Beetroot Wed 27-May-09 21:54:24

he talks about coloulrs I will stress this to ds

popsycal Wed 27-May-09 21:07:47

was just coming bavk to say add colour and pictures

Whizzz Wed 27-May-09 20:35:48

We looked at Burzan on my dyslexia course - the theory is that you learn better if you can link ideas together rather than just trying to remember random facts in isolation.

I always used to revise this way - add on lots of colours too to make it more memorable.

Beetroot Wed 27-May-09 20:33:27

oh good! I have started reading it and so far very impressed.
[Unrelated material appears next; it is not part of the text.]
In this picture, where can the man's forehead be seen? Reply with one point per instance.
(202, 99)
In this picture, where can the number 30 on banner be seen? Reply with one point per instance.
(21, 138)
DS seems keen too

popsycal Wed 27-May-09 19:10:44

i use mind maps in the classroom with y5 and 6

popsycal Wed 27-May-09 19:09:51

highly recommended by me

cornsilk Wed 27-May-09 19:08:54

Yes it's a really good way to revise. You can also get PC programmes to use, 'Inspirations' is one.

piscesmoon Wed 27-May-09 19:03:46

I use the Mind Mapping Book in the primary school-I would recommend it.

castlesintheair Wed 27-May-09 18:59:38

We were encouraged to use this when I was doing my A'levels (a long time ago). It was really useful for helping you to remember key points (sub-headings almost) and then hopefully you could remember a few points/arguments that stemmed from each of these. Quite good for planning essays too once actually in an exam. Completely forgot about it when I was at university.